Op 28 maart 2014 is eiser Nederland ingereisd. Op 29 maart 2014 heeft eiser een aanvraag ingediend voor een verblijfsvergunning asiel voor bepaalde tijd. Op 11 augustus 2014 is naar aanleiding hiervan een voornemen tot afwijzing aan eiser kenbaar gemaakt. Na kennisname van eisers zienswijze, heeft verweerder bij het bestreden besluit conform zijn voornemen beslist.
2.1.
Verweerder heeft aan zijn besluitvorming ten grondslag gelegd dat het bepaalde in artikel 1(F), onder a en b, van het Verdrag van Genève van 1951 (Trb. 1954, 88) betreffende de status van vluchtelingen, zoals gewijzigd bij Protocol van New York van 1967 (Trb. 1967, 76; hierna: Vluchtelingenverdrag) aan eiser wordt tegengeworpen. Gelet hierop, wordt met toepassing van artikel 66a, zevende lid, van het Vreemdelingenbesluit 2000 (Vb 2000) aan eiser tevens een inreisverbod opgelegd voor de duur van tien jaar.
2.2.
Verweerder acht eisers verklaringen ten aanzien van de taken die hij uitvoerde in het kader van de militaire dienstplicht geloofwaardig, nu eiser hierover gedetailleerd heeft verklaard en nu zijn verklaringen grotendeels overeenkomen met de informatie uit algemeen toegankelijke bronnen.
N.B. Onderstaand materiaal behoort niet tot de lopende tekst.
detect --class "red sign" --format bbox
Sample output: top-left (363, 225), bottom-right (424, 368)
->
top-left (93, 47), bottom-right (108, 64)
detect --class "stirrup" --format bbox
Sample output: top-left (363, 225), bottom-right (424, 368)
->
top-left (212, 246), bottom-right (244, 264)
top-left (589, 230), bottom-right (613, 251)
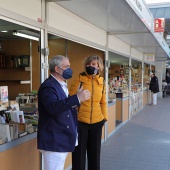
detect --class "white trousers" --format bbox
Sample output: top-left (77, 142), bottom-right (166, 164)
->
top-left (152, 93), bottom-right (157, 105)
top-left (40, 150), bottom-right (68, 170)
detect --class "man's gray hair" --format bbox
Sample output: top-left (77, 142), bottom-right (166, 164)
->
top-left (49, 55), bottom-right (69, 73)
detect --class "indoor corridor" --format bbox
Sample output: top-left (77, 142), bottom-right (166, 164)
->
top-left (101, 96), bottom-right (170, 170)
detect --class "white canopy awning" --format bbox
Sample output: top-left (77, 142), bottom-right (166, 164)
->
top-left (48, 0), bottom-right (170, 59)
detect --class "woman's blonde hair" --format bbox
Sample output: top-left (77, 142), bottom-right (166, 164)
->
top-left (84, 55), bottom-right (104, 71)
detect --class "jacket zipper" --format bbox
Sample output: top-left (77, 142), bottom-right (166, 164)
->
top-left (90, 77), bottom-right (94, 124)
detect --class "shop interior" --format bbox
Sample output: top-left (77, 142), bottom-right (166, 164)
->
top-left (0, 20), bottom-right (40, 100)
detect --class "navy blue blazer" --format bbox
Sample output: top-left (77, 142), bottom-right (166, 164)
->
top-left (37, 76), bottom-right (80, 152)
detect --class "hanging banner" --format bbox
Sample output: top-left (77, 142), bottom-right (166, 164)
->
top-left (145, 54), bottom-right (155, 61)
top-left (154, 18), bottom-right (165, 32)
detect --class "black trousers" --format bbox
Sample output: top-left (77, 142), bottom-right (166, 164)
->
top-left (72, 120), bottom-right (105, 170)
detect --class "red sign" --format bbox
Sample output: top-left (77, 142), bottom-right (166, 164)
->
top-left (154, 18), bottom-right (165, 32)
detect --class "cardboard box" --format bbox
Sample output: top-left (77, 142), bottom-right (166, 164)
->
top-left (0, 86), bottom-right (8, 103)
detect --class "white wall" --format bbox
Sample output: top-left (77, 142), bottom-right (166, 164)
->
top-left (48, 2), bottom-right (106, 47)
top-left (0, 0), bottom-right (41, 21)
top-left (108, 35), bottom-right (130, 56)
top-left (131, 48), bottom-right (143, 61)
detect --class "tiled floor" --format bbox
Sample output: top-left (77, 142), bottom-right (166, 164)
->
top-left (101, 97), bottom-right (170, 170)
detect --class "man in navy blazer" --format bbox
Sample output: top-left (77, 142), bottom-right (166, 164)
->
top-left (37, 55), bottom-right (91, 170)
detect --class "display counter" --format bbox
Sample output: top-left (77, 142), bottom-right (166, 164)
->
top-left (143, 88), bottom-right (149, 106)
top-left (129, 90), bottom-right (143, 117)
top-left (0, 132), bottom-right (41, 170)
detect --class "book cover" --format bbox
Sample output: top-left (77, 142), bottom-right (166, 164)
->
top-left (18, 132), bottom-right (27, 137)
top-left (10, 110), bottom-right (25, 123)
top-left (0, 124), bottom-right (11, 142)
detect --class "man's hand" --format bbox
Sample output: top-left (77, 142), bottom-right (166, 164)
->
top-left (77, 87), bottom-right (91, 102)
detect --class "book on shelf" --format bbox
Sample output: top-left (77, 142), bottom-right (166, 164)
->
top-left (26, 123), bottom-right (34, 133)
top-left (9, 123), bottom-right (18, 140)
top-left (9, 122), bottom-right (27, 132)
top-left (18, 131), bottom-right (27, 137)
top-left (10, 110), bottom-right (25, 123)
top-left (0, 138), bottom-right (5, 145)
top-left (0, 123), bottom-right (11, 142)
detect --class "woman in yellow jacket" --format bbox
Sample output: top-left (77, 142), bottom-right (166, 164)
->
top-left (69, 56), bottom-right (108, 170)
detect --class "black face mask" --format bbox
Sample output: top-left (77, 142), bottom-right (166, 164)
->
top-left (86, 66), bottom-right (98, 75)
top-left (59, 67), bottom-right (73, 80)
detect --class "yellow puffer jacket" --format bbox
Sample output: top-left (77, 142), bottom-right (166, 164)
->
top-left (69, 73), bottom-right (108, 124)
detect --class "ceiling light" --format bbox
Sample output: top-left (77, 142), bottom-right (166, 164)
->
top-left (13, 31), bottom-right (39, 41)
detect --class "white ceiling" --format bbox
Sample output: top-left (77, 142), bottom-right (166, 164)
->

Voorts heeft verweerder bij zijn besluitvorming betrokken dat uit algemene gezaghebbende bronnen blijkt dat gevangenen in [plaats 1], met name dienstplichtontduikers en deserteurs, op grote schaal worden blootgesteld aan onder andere mishandeling en marteling/foltering en worden gedetineerd onder levensbedreigende omstandigheden. Deze gedragingen maken onderdeel uit van een stelselmatige en/of systematische aanval die gericht is tegen de burgerbevolking in een vredessituatie en zijn aldus aan te merken als gedragingen, zoals genoemd in artikel 7, eerste lid, onder e, f en k van het Statuut van Rome (misdrijven tegen de menselijkheid). Voorts betreft het absoluut niet-politieke misdrijven. Nu als vaststaand mag worden beschouwd dat deze misdrijven in bredere kring bekend zijn geraakt en gelet op eisers eigen verklaringen in dit verband, is het niet geloofwaardig dat eiser geen weet zou hebben gehad van de behandeling die deserteurs en dienstplichtontduikers na hun aanhouding ten deel viel. Eiser moet in verband worden gebracht met (het faciliteren van) mishandeling, marteling/foltering en detentie onder omstandigheden in strijd met fundamentele regels van internationaal recht, nu sprake is van “knowing and personal participation”.
2.3.
Eiser heeft volgens verweerder gelet op zijn asielrelaas aannemelijk gemaakt dat juist hij bij terugkeer naar zijn land van herkomst in de huidige situatie in [plaats 1] een reëel risico loopt om te worden onderworpen aan een behandeling in strijd met artikel 3 van het Europees Verdrag tot Bescherming van de Rechten van de Mens en de fundamentele vrijheden (EVRM), dan wel artikel 3 van het Anti-Folterverdrag. In het belang van de Nederlandse staat wordt echter geen verblijfsvergunning verleend aan personen die zich schuldig hebben gemaakt aan misdrijven als bedoeld in artikel 1(F) van het Vluchtelingenverdrag, tenzij artikel 3 EVRM zich duurzaam verzet tegen uitzetting naar het land van herkomst. Van laatstbedoelde situatie is volgens verweerder geen sprake, nu eiser zich niet reeds tenminste tien jaren in de situatie bevindt dat hij wegens schending van artikel 3 EVRM niet kan worden uitgezet.
2.4.
Ten aanzien van het opgelegde zware inreisverbod heeft verweerder zich op het standpunt gesteld dat is voldaan aan de voorwaarden hiervoor en dat niet is gebleken van (humanitaire) redenen om hiervan af te zien. Van een schending van artikel 8 EVRM is geen sprake, nu eiser geen familie in Nederland heeft wonen en nu eiser te kort in Nederland is om op die grond een schending van het recht op privéleven aan te nemen.
3.1.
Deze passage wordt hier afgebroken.